Create a "relation mapping" infrastructure to support changing the relfilenodes

of shared or nailed system catalogs. This has two key benefits: * The new CLUSTER-based VACUUM FULL can be applied safely to all catalogs. * We no longer have to use an unsafe reindex-in-place approach for reindexing shared catalogs. CLUSTER on nailed catalogs now works too, although I left it disabled on shared catalogs because the resulting pg_index.indisclustered update would only be visible in one database. Since reindexing shared system catalogs is now fully transactional and crash-safe, the former special cases in REINDEX behavior have been removed; shared catalogs are treated the same as non-shared. This commit does not do anything about the recently-discussed problem of deadlocks between VACUUM FULL/CLUSTER on a system catalog and other concurrent queries; will address that in a separate patch. As a stopgap, parallel_schedule has been tweaked to run vacuum.sql by itself, to avoid such failures during the regression tests.
author: Tom Lane <tgl@sss.pgh.pa.us> 2010-02-07 20:48:13 +0000
committer: Tom Lane <tgl@sss.pgh.pa.us> 2010-02-07 20:48:13 +0000
commit: b9b8831ad60f6e4bd580fe6dbe9749359298a3c4 (patch)
tree: af6948498f13a43edd982b05808ed89b5b8191ab /doc/src
parent: 7fc30c488fc6e9674564206193c29b1a657a818f (diff)

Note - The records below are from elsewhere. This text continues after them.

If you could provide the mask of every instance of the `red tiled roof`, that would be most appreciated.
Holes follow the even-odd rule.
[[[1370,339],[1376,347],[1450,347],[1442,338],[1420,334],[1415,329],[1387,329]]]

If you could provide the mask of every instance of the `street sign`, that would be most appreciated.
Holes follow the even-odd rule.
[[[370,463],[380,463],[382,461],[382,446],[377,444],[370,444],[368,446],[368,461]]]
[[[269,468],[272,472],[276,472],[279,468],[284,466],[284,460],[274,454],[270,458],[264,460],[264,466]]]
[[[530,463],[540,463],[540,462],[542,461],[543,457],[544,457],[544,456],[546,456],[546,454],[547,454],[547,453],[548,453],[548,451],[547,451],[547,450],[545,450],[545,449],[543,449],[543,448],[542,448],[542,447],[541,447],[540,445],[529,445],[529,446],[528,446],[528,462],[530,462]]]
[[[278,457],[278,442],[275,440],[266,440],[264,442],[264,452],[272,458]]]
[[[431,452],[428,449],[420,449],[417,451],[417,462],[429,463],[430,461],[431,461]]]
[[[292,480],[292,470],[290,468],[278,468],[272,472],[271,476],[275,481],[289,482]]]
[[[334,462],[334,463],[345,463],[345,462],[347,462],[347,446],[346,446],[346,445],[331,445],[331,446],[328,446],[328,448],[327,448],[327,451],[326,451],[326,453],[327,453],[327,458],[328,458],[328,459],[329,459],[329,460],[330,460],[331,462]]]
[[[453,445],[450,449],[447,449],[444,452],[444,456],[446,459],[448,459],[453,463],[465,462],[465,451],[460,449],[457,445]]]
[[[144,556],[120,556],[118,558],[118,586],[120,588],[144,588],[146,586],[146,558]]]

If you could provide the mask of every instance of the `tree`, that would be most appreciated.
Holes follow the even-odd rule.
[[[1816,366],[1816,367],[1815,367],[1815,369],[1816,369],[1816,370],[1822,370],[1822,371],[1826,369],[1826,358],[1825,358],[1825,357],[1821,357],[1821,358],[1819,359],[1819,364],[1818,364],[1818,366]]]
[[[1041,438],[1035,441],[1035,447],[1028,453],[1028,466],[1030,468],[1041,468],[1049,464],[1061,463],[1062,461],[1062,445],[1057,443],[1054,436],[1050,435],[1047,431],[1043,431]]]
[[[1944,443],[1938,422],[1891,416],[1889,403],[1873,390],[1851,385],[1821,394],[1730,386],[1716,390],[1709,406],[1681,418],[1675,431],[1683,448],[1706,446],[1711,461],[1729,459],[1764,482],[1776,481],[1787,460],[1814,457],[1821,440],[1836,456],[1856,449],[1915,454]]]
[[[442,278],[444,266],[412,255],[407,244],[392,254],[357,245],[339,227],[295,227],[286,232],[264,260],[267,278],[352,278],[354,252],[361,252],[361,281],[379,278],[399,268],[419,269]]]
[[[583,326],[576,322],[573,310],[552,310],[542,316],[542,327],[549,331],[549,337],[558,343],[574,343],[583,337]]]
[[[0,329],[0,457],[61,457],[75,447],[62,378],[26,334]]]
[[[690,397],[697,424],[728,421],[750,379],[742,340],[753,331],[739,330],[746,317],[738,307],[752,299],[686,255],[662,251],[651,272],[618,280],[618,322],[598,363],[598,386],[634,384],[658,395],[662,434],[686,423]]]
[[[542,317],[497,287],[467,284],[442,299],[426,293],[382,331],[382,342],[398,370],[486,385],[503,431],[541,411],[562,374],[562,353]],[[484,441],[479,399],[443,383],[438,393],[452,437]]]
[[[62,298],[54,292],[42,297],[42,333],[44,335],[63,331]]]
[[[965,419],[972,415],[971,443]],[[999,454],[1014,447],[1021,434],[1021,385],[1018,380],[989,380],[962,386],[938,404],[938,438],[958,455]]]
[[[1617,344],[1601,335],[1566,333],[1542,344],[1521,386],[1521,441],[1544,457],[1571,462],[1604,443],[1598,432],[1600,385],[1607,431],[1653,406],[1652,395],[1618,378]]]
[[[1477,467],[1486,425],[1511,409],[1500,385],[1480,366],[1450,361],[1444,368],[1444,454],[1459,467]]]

7 files changed, 117 insertions, 66 deletions
diff --git a/doc/src/sgml/catalogs.sgml b/doc/src/sgml/catalogs.sgml
index ef0a615bcc7..3503bc852cd 100644
--- a/doc/src/sgml/catalogs.sgml
+++ b/doc/src/sgml/catalogs.sgml
@@ -1,4 +1,4 @@
-<!-- $PostgreSQL: pgsql/doc/src/sgml/catalogs.sgml,v 2.220 2010/02/03 17:25:05 momjian Exp $ -->
+<!-- $PostgreSQL: pgsql/doc/src/sgml/catalogs.sgml,v 2.221 2010/02/07 20:48:09 tgl Exp $ -->
 <!--
  Documentation of the system catalogs, directed toward PostgreSQL developers
  -->
@@ -1473,7 +1473,9 @@
       <entry><structfield>relfilenode</structfield></entry>
       <entry><type>oid</type></entry>
       <entry></entry>
-      <entry>Name of the on-disk file of this relation; 0 if none</entry>
+      <entry>Name of the on-disk file of this relation; zero means this
+       is a <quote>mapped</> relation whose disk file name is determined
+       by low-level state</entry>
      </row>
 
      <row>
diff --git a/doc/src/sgml/diskusage.sgml b/doc/src/sgml/diskusage.sgml
index 67f50c5f097..aa64e4228e9 100644
--- a/doc/src/sgml/diskusage.sgml
+++ b/doc/src/sgml/diskusage.sgml
@@ -1,4 +1,4 @@
-<!-- $PostgreSQL: pgsql/doc/src/sgml/diskusage.sgml,v 1.19 2010/02/03 17:25:05 momjian Exp $ -->
+<!-- $PostgreSQL: pgsql/doc/src/sgml/diskusage.sgml,v 1.20 2010/02/07 20:48:09 tgl Exp $ -->
 
 <chapter id="diskusage">
  <title>Monitoring Disk Usage</title>
@@ -29,30 +29,31 @@
   </para>
 
   <para>
-   You can monitor disk space three ways:  using
-   SQL functions listed in <xref linkend="functions-admin-dbsize">,
-   using <command>VACUUM</> information, and from the command line 
-   using the tools in <filename>contrib/oid2name</>.  The SQL functions
-   are the easiest to use and report information about tables, tables with
-   indexes and long value storage (TOAST), databases, and tablespaces.
+   You can monitor disk space in three ways:
+   using the SQL functions listed in <xref linkend="functions-admin-dbsize">,
+   using the tools in <filename>contrib/oid2name</>, or
+   using manual inspection of the system catalogs.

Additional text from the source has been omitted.